The SANS warning helped set off a wave of postings to lists and message
boards, as users feverishly followed its admonition to get the word out.
Northcutt admitted Thursday that the 911 Worm is not nearly as widespread as
the notorious Melissa virus outbreak, but he said the FBI did the right
thing by getting the word out.
“If they had knowledge of it and they hadn’t told us, everyone would have
wanted to smack them. The good news is, it was terribly educational and lots
of people checked their shares and turned them off because they had no good
reason for having it,” said Northcutt.
But some anti-virus software vendors and security experts were quick to
downplay the risk. Representatives of McAfee Associates and Firsk Software
International noted earlier this week that the worm by design would be
difficult to spread, and were critical of the FBI for needlessly creating
panic. In an incident note on the 911 Worm
released Tuesday, the Computer Emergency
Response Team at Carnegie Mellon University said it received no direct
reports of systems infected with this worm.

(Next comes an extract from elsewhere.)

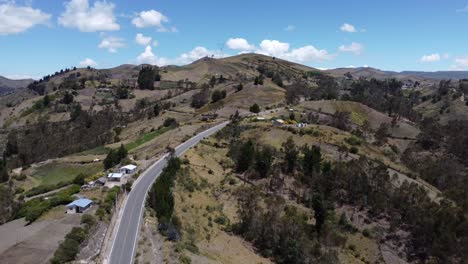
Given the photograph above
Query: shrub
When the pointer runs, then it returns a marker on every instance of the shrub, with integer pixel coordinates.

Ellen Rudd, a visiting Lecturer in the Department of Computer Technology at
Purdue University’s School of Engineering and Technology, said the FBI alert
and the subsequent response by users were appropriate.
“I came home Sunday, logged on to my email, and it was full of messages
about this virus. I immediately went into Find and typed in Chode, and it
came up that it was on my computer,” said Rudd, who first heard about the
worm Sunday from a genealogy mailing list operated by Rootsweb.
“If it weren’t for those warning messages, I wouldn’t have had a clue to
look for it,” she said.
The experience of sev
eral self-proclaimed victims, however, suggests that
some reports of infection are false alarms.
JoAnne Ringer, an America Online subscriber and owner of a secretarial
service in Austin Texas, said she followed the directions for diagnosing the
worm provided in the SANS alert. According to Ringer, she searched on the
word Chode using the Windows Find-Files command and was shocked to find her
system contained two files with the name, which she quickly deleted. Later,
Ringer realized that the files were merely HTML files that had been stored
in her Internet cache during an earlier visit to the Symantec site to read up on the worm.
“Boy, is my face red. I thought because I’m in Texas and hooked up to AOL
that it was
likely that I’d be a victim. So much for being paranoid,” said Ringer.